Bryan Cousins has revealed he has motor neurone disease, sharing the diagnosis in an emotional one-on-one interview at Swan Districts Football Club in Perth. The 72-year-old former West Australian football star was reduced to tears and at times struggled to find his words as he spoke publicly about the illness for the first time.
The reason the news has landed so hard is not just the diagnosis itself, but the way Cousins framed it: as a family reckoning he had been putting off. He said he was tearful because he was thinking about how he was going to tell the kids, then texted his children on a Saturday and asked them to come round home on Sunday. After a big hug and a cuddle, he and his family discussed MND.
The interview was hosted by club patron and distinguished cancer researcher Professor Bruce Robinson, and it came after Cousins linked his decision to speak out to the recent death of Neale Daniher. Cousins said Daniher’s courage gave him the strength to share his story, adding that Daniher fought until the day he died and had raised about $140 million for MND awareness and research.

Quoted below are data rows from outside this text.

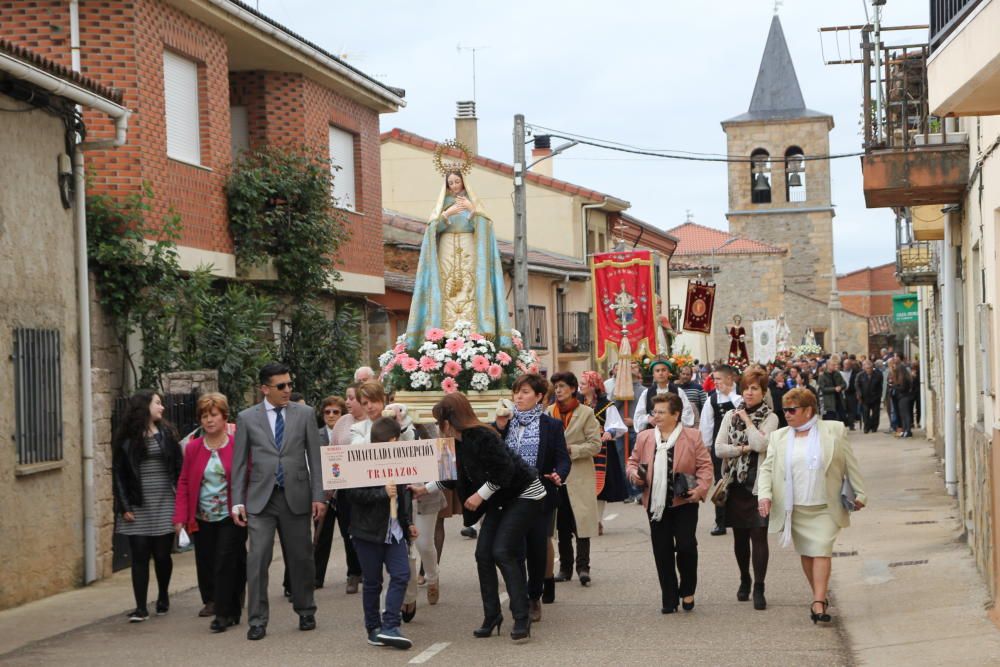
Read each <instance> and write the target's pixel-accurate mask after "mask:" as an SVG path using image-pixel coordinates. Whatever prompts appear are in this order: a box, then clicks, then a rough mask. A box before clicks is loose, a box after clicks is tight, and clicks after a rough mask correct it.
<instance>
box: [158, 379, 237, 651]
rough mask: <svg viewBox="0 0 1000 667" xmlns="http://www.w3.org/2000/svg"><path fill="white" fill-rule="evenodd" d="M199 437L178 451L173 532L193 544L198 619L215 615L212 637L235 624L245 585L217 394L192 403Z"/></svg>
mask: <svg viewBox="0 0 1000 667" xmlns="http://www.w3.org/2000/svg"><path fill="white" fill-rule="evenodd" d="M197 414H198V421H199V422H200V423H201V428H202V431H203V432H204V435H202V437H200V438H195V439H193V440H191V441H190V442H189V443H188V444H187V446H186V447H185V448H184V465H183V467H182V468H181V476H180V479H178V481H177V501H176V504H175V506H174V529H175V530H176V531H177V532H178V533H179V532H180V530H181V529H182V528H183V529H185V530H187V531H188V533H190V534H191V537H192V539H193V540H194V556H195V564H196V566H197V570H198V590H199V591H201V600H202V602H203V603H204V605H205V606H204V607H203V608H202V610H201V611H200V612H199V613H198V615H199V616H212V615H214V616H215V619H214V620H213V621H212V624H211V626H210V628H211V630H212V632H224V631H225V630H226V628H228V627H229V626H231V625H237V624H239V622H240V609H241V604H240V594H241V593H242V591H243V588H244V586H245V585H246V569H247V566H246V541H247V531H246V528H241V527H239V526H237V525H236V524H235V523H233V518H232V514H231V510H232V500H231V498H232V493H231V491H232V489H231V484H232V471H233V466H232V462H233V436H232V435H230V434H229V433H228V429H227V420H228V418H229V402H228V401H227V400H226V397H225V396H223V395H222V394H218V393H209V394H205V395H203V396H202V397H201V398H199V399H198V407H197Z"/></svg>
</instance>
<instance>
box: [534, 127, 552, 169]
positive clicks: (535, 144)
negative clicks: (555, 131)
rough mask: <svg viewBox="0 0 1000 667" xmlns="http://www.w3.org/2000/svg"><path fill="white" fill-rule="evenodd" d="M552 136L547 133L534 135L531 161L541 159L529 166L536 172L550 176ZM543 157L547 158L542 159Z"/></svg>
mask: <svg viewBox="0 0 1000 667" xmlns="http://www.w3.org/2000/svg"><path fill="white" fill-rule="evenodd" d="M551 155H552V137H550V136H549V135H547V134H539V135H537V136H535V146H534V148H532V149H531V161H532V162H535V161H537V160H542V161H541V162H539V163H538V164H536V165H535V166H534V167H532V168H531V170H532V171H533V172H535V173H536V174H541V175H543V176H548V177H549V178H551V177H552V158H551ZM543 158H549V159H547V160H544V159H543Z"/></svg>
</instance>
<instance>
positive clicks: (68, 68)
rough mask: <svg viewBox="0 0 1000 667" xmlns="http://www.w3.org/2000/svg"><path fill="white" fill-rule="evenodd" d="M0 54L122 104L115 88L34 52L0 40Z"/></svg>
mask: <svg viewBox="0 0 1000 667" xmlns="http://www.w3.org/2000/svg"><path fill="white" fill-rule="evenodd" d="M0 52H2V53H5V54H7V55H9V56H12V57H14V58H16V59H18V60H20V61H21V62H24V63H26V64H28V65H33V66H34V67H37V68H38V69H40V70H42V71H44V72H45V73H46V74H51V75H52V76H55V77H58V78H60V79H63V80H64V81H69V82H71V83H75V84H76V85H78V86H80V87H81V88H84V89H86V90H88V91H90V92H92V93H94V94H96V95H100V96H101V97H103V98H105V99H108V100H110V101H112V102H114V103H115V104H121V103H122V91H120V90H117V89H115V88H109V87H107V86H104V85H102V84H100V83H98V82H97V81H95V80H94V79H91V78H90V77H86V76H83V75H82V74H80V73H79V72H74V71H73V70H71V69H70V68H68V67H65V66H64V65H60V64H59V63H57V62H55V61H53V60H49V59H48V58H44V57H42V56H40V55H38V54H37V53H35V52H34V51H30V50H28V49H26V48H24V47H23V46H18V45H17V44H14V43H13V42H9V41H7V40H6V39H0Z"/></svg>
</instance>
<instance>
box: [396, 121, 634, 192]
mask: <svg viewBox="0 0 1000 667" xmlns="http://www.w3.org/2000/svg"><path fill="white" fill-rule="evenodd" d="M390 139H395V140H396V141H401V142H403V143H407V144H411V145H413V146H417V147H419V148H424V149H426V150H429V151H433V150H437V147H438V145H439V144H438V143H437V142H436V141H433V140H431V139H428V138H426V137H421V136H420V135H418V134H413V133H412V132H407V131H406V130H401V129H399V128H398V127H397V128H393V129H392V130H390V131H389V132H383V133H382V136H381V140H382V141H383V142H385V141H389V140H390ZM447 153H448V155H451V156H453V157H461V153H460V152H459V151H458V150H454V149H453V150H449V151H448V152H447ZM472 160H473V162H474V163H475V164H478V165H479V166H481V167H485V168H486V169H491V170H493V171H496V172H499V173H502V174H507V175H510V176H513V175H514V167H513V166H511V165H509V164H507V163H505V162H499V161H497V160H493V159H491V158H487V157H483V156H482V155H476V156H475V157H473V158H472ZM525 179H526V180H528V181H529V182H531V183H534V184H535V185H541V186H544V187H548V188H552V189H554V190H561V191H562V192H566V193H568V194H571V195H580V196H581V197H583V198H584V199H592V200H594V201H598V202H599V201H602V200H604V199H618V198H617V197H613V196H611V195H606V194H604V193H603V192H598V191H597V190H591V189H590V188H585V187H583V186H580V185H575V184H573V183H569V182H567V181H560V180H559V179H558V178H552V177H550V176H545V175H543V174H536V173H535V172H531V171H529V172H527V173H526V174H525ZM618 201H621V202H622V203H623V204H625V206H624V208H628V206H629V204H628V202H625V201H623V200H618Z"/></svg>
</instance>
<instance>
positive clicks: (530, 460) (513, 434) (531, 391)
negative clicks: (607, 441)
mask: <svg viewBox="0 0 1000 667" xmlns="http://www.w3.org/2000/svg"><path fill="white" fill-rule="evenodd" d="M548 391H549V383H548V382H547V381H546V380H545V378H543V377H542V376H541V375H538V374H536V373H526V374H524V375H521V376H520V377H518V378H517V380H516V381H515V382H514V387H513V389H512V392H513V399H514V409H513V410H512V414H511V415H510V416H509V417H506V416H500V415H497V420H496V427H497V430H499V431H500V433H501V435H502V436H503V438H504V442H505V443H506V444H507V447H508V448H509V449H511V450H513V451H514V452H516V453H517V454H518V455H519V456H520V457H521V458H522V459H524V460H525V461H526V462H527V463H528V464H529V465H531V466H534V468H535V469H536V470H537V471H538V477H539V479H541V480H542V485H543V486H545V500H544V504H543V511H542V512H539V513H538V516H537V517H536V518H535V521H534V523H533V524H532V525H531V527H530V528H529V529H528V534H527V539H526V540H525V541H526V553H525V560H526V561H527V566H528V602H529V604H530V612H531V620H532V622H538V621H540V620H542V603H543V602H544V603H546V604H551V603H552V602H555V600H556V586H555V578H554V572H553V570H554V561H555V551H554V549H553V548H552V535H553V533H554V532H555V512H556V508H557V507H558V506H559V487H561V486H562V485H563V483H565V481H566V478H567V477H568V476H569V471H570V460H569V453H568V452H567V451H566V438H565V437H564V436H563V428H562V422H560V421H559V420H558V419H554V418H552V417H550V416H548V415H547V414H545V411H544V410H543V409H542V401H543V400H544V399H545V396H546V394H548Z"/></svg>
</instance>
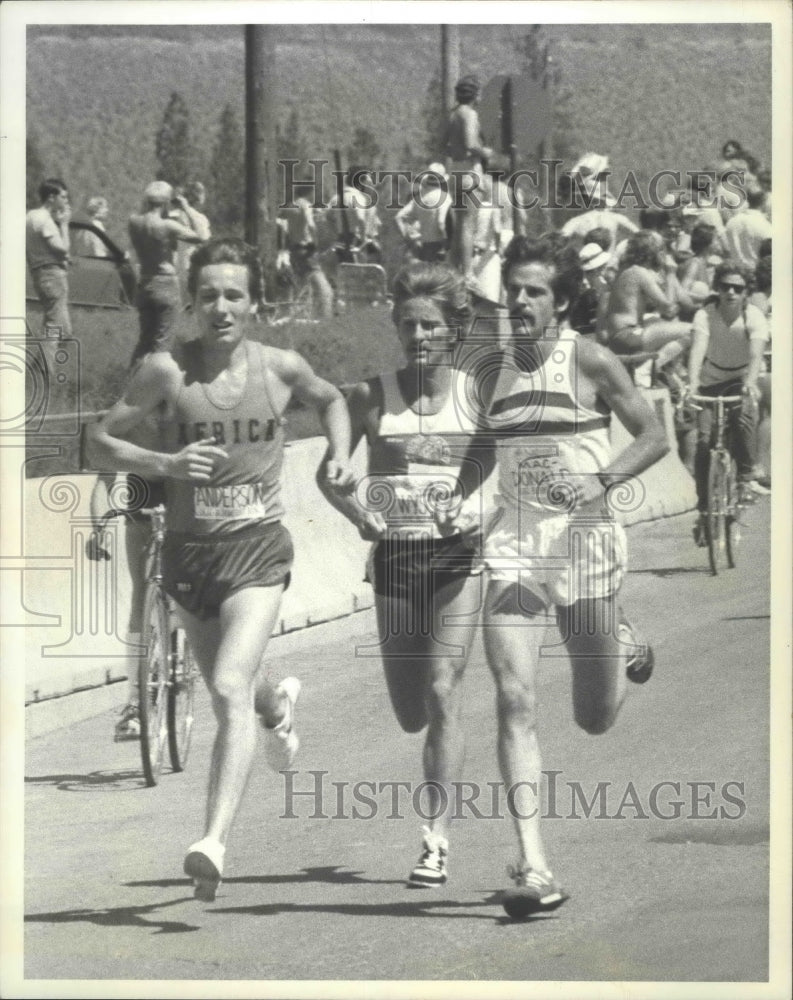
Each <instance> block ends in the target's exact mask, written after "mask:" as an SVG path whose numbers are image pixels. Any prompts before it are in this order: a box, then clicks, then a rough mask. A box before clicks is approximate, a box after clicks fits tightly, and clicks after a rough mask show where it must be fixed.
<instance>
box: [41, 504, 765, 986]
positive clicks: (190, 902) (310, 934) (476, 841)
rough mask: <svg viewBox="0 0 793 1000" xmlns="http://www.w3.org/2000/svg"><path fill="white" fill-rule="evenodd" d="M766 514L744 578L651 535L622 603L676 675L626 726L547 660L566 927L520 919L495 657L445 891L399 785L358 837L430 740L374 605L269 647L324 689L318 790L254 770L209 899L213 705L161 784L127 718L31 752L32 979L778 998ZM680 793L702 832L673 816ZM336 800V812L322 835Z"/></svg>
mask: <svg viewBox="0 0 793 1000" xmlns="http://www.w3.org/2000/svg"><path fill="white" fill-rule="evenodd" d="M748 520H749V524H748V526H747V529H746V531H745V533H744V538H743V542H742V550H741V554H740V567H739V569H736V570H733V571H729V572H726V573H724V574H723V575H721V576H718V577H715V578H714V577H711V576H710V573H709V571H708V569H707V554H706V552H705V550H701V549H700V550H698V549H696V548H694V547H693V544H692V543H691V540H690V529H691V523H692V515H686V516H684V517H678V518H672V519H668V520H665V521H661V522H656V523H654V524H651V525H641V526H639V527H637V528H635V529H632V530H631V531H630V532H629V541H630V546H631V561H630V566H631V570H630V574H629V576H628V579H627V582H626V586H625V588H624V591H623V598H624V604H625V606H626V609H627V611H628V613H629V615H630V616H631V617H632V618H633V619H634V620H635V622H636V623H637V625H638V626H640V627H641V629H642V630H643V631H644V633H645V634H646V635H647V636H648V637H650V638H651V640H652V642H653V644H654V647H655V651H656V670H655V674H654V676H653V677H652V679H651V681H650V682H649V683H648V684H647V685H646V686H644V687H634V686H632V685H631V690H629V692H628V699H627V701H626V704H625V705H624V708H623V711H622V713H621V716H620V718H619V719H618V721H617V724H616V725H615V727H614V728H613V729H612V731H611V732H610V733H608V734H606V735H604V736H597V737H593V736H588V735H587V734H585V733H584V732H583V731H580V730H577V729H576V727H575V725H574V723H573V721H572V714H571V704H570V693H569V676H568V669H567V664H566V661H565V660H564V659H560V658H547V659H545V660H544V661H543V663H542V666H541V669H540V674H539V694H540V702H541V704H540V719H541V722H540V740H541V746H542V748H543V762H544V767H545V768H546V770H547V771H555V772H559V773H558V775H557V776H556V779H555V780H556V791H557V804H556V813H557V814H558V817H559V818H546V819H545V821H544V836H545V840H546V845H547V847H548V850H549V853H550V858H551V862H552V865H553V867H554V870H555V872H556V873H557V875H558V877H559V879H560V880H561V881H562V883H563V884H564V886H565V888H566V889H567V890H568V891H569V892H570V894H571V899H570V901H569V902H568V903H567V904H566V905H565V906H564V907H562V908H561V909H560V910H558V911H556V913H554V914H551V915H546V916H543V917H541V918H538V919H535V920H532V921H529V922H522V923H512V922H510V921H508V920H507V919H506V918H505V915H504V913H503V911H502V909H501V907H500V905H499V902H498V894H499V892H500V891H501V890H502V889H503V888H505V886H506V885H507V882H508V879H507V876H506V873H505V867H506V865H507V864H508V863H510V862H513V861H514V860H515V857H514V854H515V846H514V835H513V831H512V827H511V824H510V821H509V820H508V819H505V818H497V814H498V812H499V811H500V812H502V813H503V811H504V810H503V805H502V808H501V810H499V809H498V808H495V809H494V808H492V800H491V798H490V795H491V794H492V792H491V789H490V786H488V784H487V783H488V782H498V780H499V774H498V769H497V765H496V758H495V737H494V703H493V685H492V681H491V679H490V677H489V675H488V672H487V669H486V666H485V663H484V660H483V658H482V654H481V649H477V650H476V651H475V653H474V655H473V657H472V660H471V662H470V664H469V668H468V675H467V679H466V701H465V715H466V726H467V733H468V749H467V761H466V778H467V779H468V780H469V781H471V782H475V783H478V784H479V785H480V787H481V789H482V797H481V798H480V799H479V800H478V802H479V810H480V813H482V816H481V818H476V819H475V818H472V816H471V810H469V809H465V810H464V812H465V815H464V818H462V819H460V820H458V821H456V823H455V824H454V827H453V834H452V842H451V851H450V866H449V867H450V878H449V881H448V883H447V884H446V885H445V886H444V887H442V888H440V889H437V890H425V891H415V890H414V891H409V890H407V889H406V888H405V887H404V879H405V877H406V875H407V874H408V872H409V871H410V869H411V868H412V867H413V864H414V863H415V861H416V859H417V856H418V852H419V848H420V841H421V825H422V819H421V817H420V816H418V815H416V814H415V812H414V811H413V808H412V805H411V799H410V796H409V795H407V794H406V793H405V792H404V791H400V792H399V793H398V800H397V807H396V810H394V809H393V808H392V805H393V803H392V795H393V794H394V789H393V786H386V789H385V790H384V791H383V792H382V793H381V792H378V793H377V794H376V795H374V796H373V797H374V799H375V805H376V815H375V816H373V817H372V818H370V819H362V818H359V819H356V818H352V816H351V813H352V808H353V806H354V805H355V804H356V803H355V802H354V801H353V797H352V786H353V785H354V784H355V783H356V782H363V781H370V782H377V783H381V782H396V781H403V782H404V781H409V782H412V783H413V785H414V786H415V785H416V784H417V783H419V782H420V781H421V769H420V754H421V745H422V739H421V737H420V736H408V735H406V734H404V733H402V732H401V731H400V730H399V728H398V726H397V724H396V723H395V721H394V720H393V718H392V716H391V712H390V709H389V705H388V701H387V696H386V692H385V688H384V683H383V681H382V678H381V675H380V666H379V661H378V659H377V657H376V650H374V649H369V650H368V651H367V650H364V649H362V647H365V646H367V645H368V644H372V643H374V642H375V640H376V636H375V632H374V627H373V618H372V616H371V613H370V612H364V613H361V614H359V615H355V616H352V617H350V618H348V619H345V620H343V621H342V622H339V623H336V624H332V625H328V626H320V627H317V628H314V629H310V630H306V631H304V632H302V633H299V634H296V635H292V636H287V637H284V638H282V639H279V640H277V641H276V642H274V643H273V644H272V645H271V653H272V658H271V663H272V670H273V673H274V675H275V676H277V677H280V676H285V675H286V674H293V673H294V674H297V675H298V676H300V677H301V678H302V680H303V683H304V689H303V695H302V697H301V700H300V702H299V706H298V707H299V712H298V716H297V721H298V723H299V726H298V729H299V732H300V734H301V738H302V745H301V750H300V754H299V757H298V759H297V761H296V762H295V767H296V769H299V770H298V774H297V775H295V777H294V786H293V790H294V791H309V792H311V790H312V789H314V793H312V794H309V795H303V796H302V797H300V796H294V797H293V798H291V800H290V799H289V796H288V795H287V794H286V793H287V789H286V788H285V785H284V781H283V779H282V778H281V776H276V775H273V774H272V773H271V772H269V771H268V770H267V769H266V766H265V764H264V761H263V759H262V755H261V754H260V755H259V756H258V758H257V761H256V765H255V769H254V773H253V776H252V779H251V782H250V786H249V789H248V793H247V796H246V798H245V801H244V803H243V805H242V807H241V810H240V813H239V816H238V819H237V823H236V826H235V829H234V831H233V836H232V840H231V841H230V844H229V853H228V856H227V871H226V878H225V880H224V882H223V883H222V885H221V887H220V890H219V893H218V897H217V900H216V902H215V903H213V904H204V903H199V902H196V901H194V900H193V898H192V892H191V887H190V886H189V884H188V880H187V879H186V878H185V877H184V876H183V875H182V872H181V867H182V859H183V856H184V852H185V848H186V847H187V845H188V844H190V843H191V842H192V841H193V840H194V839H197V838H198V837H199V836H200V833H201V819H202V811H203V796H204V786H205V781H206V773H207V764H208V756H209V749H210V742H211V738H212V735H213V728H214V727H213V724H212V721H211V719H210V715H209V706H208V701H207V699H206V696H205V694H204V692H203V691H202V694H201V699H200V702H199V722H198V724H197V732H196V741H195V745H194V748H193V752H192V756H191V759H190V761H189V765H188V769H187V771H186V772H185V773H183V774H181V775H178V774H170V773H169V774H165V775H163V777H162V780H161V783H160V784H159V785H158V786H157V787H156V788H154V789H146V788H144V787H143V783H142V780H141V778H140V773H139V769H138V761H137V749H138V748H137V744H129V743H126V744H114V743H113V742H112V740H111V731H112V724H113V716H112V715H107V714H106V715H103V716H98V717H96V718H93V719H90V720H88V721H86V722H83V723H80V724H78V725H74V726H72V727H70V728H66V729H61V730H59V731H57V732H54V733H52V734H49V735H47V736H44V737H41V738H38V739H35V740H32V741H30V742H29V744H28V747H27V758H26V766H25V774H26V779H25V781H26V840H25V914H26V915H25V974H26V977H27V978H56V979H71V978H79V979H135V980H150V979H170V980H179V979H186V980H196V979H205V980H241V979H247V980H265V981H271V980H345V979H351V980H402V981H406V980H469V981H488V980H510V981H518V983H526V982H531V981H547V980H563V981H570V980H599V981H613V980H658V981H665V982H669V981H675V980H676V981H678V982H680V981H699V980H704V981H710V982H716V981H728V982H744V981H749V982H757V981H763V980H765V979H767V977H768V934H769V931H768V914H767V907H768V884H769V863H768V842H769V727H768V716H769V570H768V567H769V512H768V501H762V502H761V503H760V504H759V505H758V506H757V507H755V508H754V509H753V510H752V512H751V514H750V515H749V518H748ZM356 648H357V649H358V654H357V655H356V653H355V650H356ZM367 653H368V655H365V654H367ZM312 771H314V772H325V773H324V774H322V775H320V776H319V777H318V776H317V775H312V774H311V773H309V772H312ZM320 780H321V782H322V785H321V789H322V798H321V801H320V798H319V796H318V795H317V794H315V793H316V789H317V785H316V784H315V782H318V781H320ZM333 782H336V783H337V784H336V785H333V784H332V783H333ZM345 782H346V783H348V784H347V785H344V784H342V783H345ZM575 782H578V783H579V785H580V788H581V789H582V790H583V792H584V794H585V795H586V797H587V798H588V799H591V798H592V797H593V795H594V793H595V791H596V789H597V786H598V783H599V782H604V783H608V784H607V785H606V786H605V788H604V789H603V792H602V794H603V796H604V798H603V799H602V800H600V801H599V802H598V805H597V806H596V808H595V809H594V811H593V813H592V814H591V815H590V817H589V818H588V819H587V818H585V817H584V816H583V812H582V809H581V806H580V802H579V803H578V805H575V803H574V801H573V795H574V783H575ZM661 782H675V783H678V784H679V792H680V794H679V795H678V794H677V789H675V788H673V787H672V786H668V785H666V786H661V787H660V788H659V787H658V786H659V785H660V783H661ZM697 783H699V784H697ZM703 783H710V784H709V785H708V784H703ZM730 783H731V784H730ZM692 786H693V787H692ZM359 788H360V786H359ZM654 789H655V793H654V791H653V790H654ZM366 794H369V795H370V796H371V795H372V793H371V789H368V791H367V792H366ZM653 795H655V796H656V797H655V798H654V797H653ZM673 800H679V801H680V802H681V803H682V805H681V806H679V807H678V809H677V811H678V812H680V815H679V816H678V817H677V818H662V817H663V816H673V815H674V812H675V811H676V810H675V808H674V807H673V806H672V801H673ZM290 805H291V812H292V813H293V815H294V817H295V818H287V816H286V814H287V813H288V812H289V811H290V810H289V807H290ZM316 805H319V810H318V812H319V813H321V814H324V816H325V817H326V818H321V816H312V814H313V813H314V812H315V806H316ZM372 811H374V810H373V808H371V807H367V808H363V807H362V806H359V813H369V812H372ZM547 811H548V810H547V809H546V812H547ZM395 813H396V814H398V816H397V815H395ZM494 814H496V815H495V816H494ZM576 816H577V818H576ZM706 817H708V818H706ZM515 985H516V986H517V983H516V984H515ZM139 989H140V991H141V992H140V993H138V994H136V995H140V996H146V995H152V996H156V995H159V994H157V993H156V992H151V993H148V992H147V989H148V987H147V986H146V985H145V984H140V986H139ZM262 989H263V990H264V989H265V985H264V984H263V986H262ZM415 995H421V991H420V989H419V990H418V992H417V993H416V994H415ZM452 995H454V990H452ZM539 995H542V993H540V994H539ZM677 995H678V996H685V995H686V993H685V992H683V993H678V994H677ZM733 995H741V993H740V992H737V993H735V994H733Z"/></svg>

Cousins’ place in Western Australian football gives the disclosure added weight. He played 238 games for Perth in the WAFL, 67 for Geelong in the VFL and won the Sandover Medal in 1983. His son Ben Cousins later became a West Coast Eagle and one of the best players WA has produced, which helps explain why this diagnosis has cut through so widely beyond football circles.
What makes his account especially stark is the gap between how he says he is coping now and where he says the disease is heading. Cousins said he is still independent, but also said every six months is worse than the previous six months and that the small changes are becoming harder to ignore. He recalled starting to struggle while running along the beach before a man stopped to ask if he was OK, then said a neurologist gave him the diagnosis he did not want.
There is no public treatment plan or next medical step set out in the interview, and that leaves the story at the point many MND families know too well: a diagnosis, a worsening path and no cure yet. Cousins said he believes one will be found. For now, he is speaking openly, his family is adjusting with him, and the football figure who made a generation watch is now asking to be seen for something far more personal.